To some extent, but in my experience developers struggle to understand that ultimately, the law is interpreted by humans, instead of a strict rule based system. I understand this frustration, to be clear, but this distinction is obvious.
> in my experience developers struggle to understand that ultimately, the law is interpreted by humans, instead of a strict rule based system

True. But this isn’t because someone is more logical. Honestly, that was a great line by a lawyer who probably wanted to focus on the case and not bill hours for a philosophy of law discussion.

The parallels are pretty superficial. The process is similar to theologians arguing scripture or maybe querying a low-grade LLM.
> parallels are pretty superficial

Not really. In particular, they’re both professions filled with people who have egos the size of planets. I can just as easily see a surgeon telling a lawyer that the law is logical, being designed by man, in a way the human body is not just to get them to shut the hell up with broad questions about human anatomy during a surgical consult.

(The actual parallel is they both deal with constructed languages. High-level languages are full of hacks and quirks and high-octane stupid it, just like the law.)

The funny part is that engineers and doctors typically think they’re the smartest one in the room. To prove this, they over think and over explain their deposition responses. All this does is give a skilled interlocutor more avenues to question and develop inconsistencies. At which point ego is triggered and they become super-defensive.
Ah, the always-entertaining moment when a person who is technically-correct (the best kind?) realizes that the socially-correct interpretation carries greater weight in the minds of everyone except themselves.

Been there. Learned eventually. Sometimes still forget. :)

I won through a little bit of advice suggested by a layperson. I simply got the case moved to another room. The old judge hated us and the new judge loved us. All we had to do was decline magistrate jurisdiction. My lawyer was really reluctant for reasons I believe had to do with his standing with the court and not my case. And to think that layperson could be jailed for suggesting it.
No, they wouldn't, nor is this some kind of secret trick as you seem to be implying. This is a fairly common practice sometimes called "judge shopping" similar to "forum shopping" (where you try to get your case moved to the jurisdiction most friendly to your claim). It's not illegal, though it is (in theory) discouraged. As an example, if you're not familiar, look up the Eastern District of Texas and patent litigation.
Nobody directly involved ever mentioned the idea and we didn't change jurisdictions. We had the right to reject a magistrate simply because they were a magistrate judge and not simply a judge. Nobody discouraged it or even tried to fight it. If law was so logical and like code, this move would not cause an instant 180 in the case.
I think they were going for „giving legal advice while not being a lawyer“, not the suggestion of judge shopping.
You were in the courtroom once, the lawyer will be in that room many, many times. He wants what is easiest for him, with some deference to you, but really mainly for him.

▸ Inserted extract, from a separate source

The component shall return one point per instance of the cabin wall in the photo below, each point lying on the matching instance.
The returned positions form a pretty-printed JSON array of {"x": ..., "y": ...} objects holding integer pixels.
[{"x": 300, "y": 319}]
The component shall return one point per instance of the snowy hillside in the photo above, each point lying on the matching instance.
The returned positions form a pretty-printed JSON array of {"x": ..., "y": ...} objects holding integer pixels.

All this stuff is hard to navigate if you're not used to it, or haven't been involved before.

> to think that layperson could be jailed for suggesting it

Who told you forum shopping is illegal to talk about?

Giving legal advice when not being a lawyer is illegal, it’s probably very unlikely that this already counts as legal advice though.
Thank god we don't have a jury of morons making medical or safety critical decisions.

Edit: Actually we do. Skilled interlocutors like that doing their thing are how we got leaded gasoline.